As the cost of living crisis continues to bite for the nation’s pet owners, the RSPCA is inviting applications for an awards scheme recognising those public bodies going above and beyond to help.
The RSPCA PawPrints scheme recognises local authorities, housing providers and other public bodies who deliver higher animal welfare standards – celebrating “sometimes underappreciated” services that often offer a lifeline for animals and their owners.
Awards are split into five categories – stray dog services, housing, contingency planning, animal activity licensing, and kenneling; and recognise bodies delivering services beyond statutory minimums.
The scheme – first established in 2008 – is now entering its 15th year.
Last year, 73 awards were issued to 54 organisations – including 62 accolades handed out in England, and 11 in Wales.
Criteria for the gold PawPrints awards include proactive work to encourage responsible pet ownership, discounted microchips for pets in the social housing sector and partnerships with local animal welfare charities – all steps likely to be crucial in helping pet owners through the cost of living crisis.
Awards also focus on preparedness for crisis situations – such as local flooding emergencies – and the welfare standards at kennelling facilities used by local authorities when boarding dogs.
The application window is open until 19 August 2022 – with bronze, silver or gold awards given to public bodies depending on their levels of service provision. Council officers and other public sector staff can apply for an award online.
Lee Gingell, RSPCA public affairs manager for local government, said: “These are tough times for humans and animals alike – but many public bodies are doing huge amounts to help, and we want to celebrate that.
“The RSPCA is delighted to again launch our prestigious PawPrints awards, which showcase the amazing work local authorities, housing providers and other public bodies do for animal welfare in their communities.
“Too often, these services are sometimes underappreciated. But these services are likely to offer a lifeline to people and pets; and in these tough times, the prioritisation of welfare is more important than ever.
“From stray dog services, to contingency planning, to ensuring the social housing sector supports owners, we can’t wait to help public bodies once again prove to their users that they care about animals, and have the services to match.

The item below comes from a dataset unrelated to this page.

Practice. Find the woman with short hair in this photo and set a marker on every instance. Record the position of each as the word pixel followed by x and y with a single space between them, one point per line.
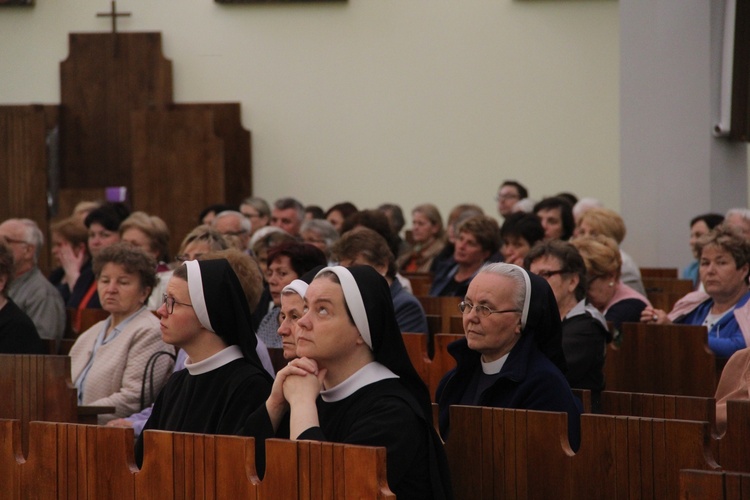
pixel 109 359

“The public are hugely passionate about animal welfare – and we know they want to see public bodies that represent them taking action for pets. Applying for a PawPrint is an amazing way to do that, and we urge public bodies across England and Wales to get involved.”
Special awards have also been announced for innovative projects promoting animal welfare, and a ‘special recognition’ accolade for a particular person going beyond the call of duty for animals.
More information on the scheme is available online.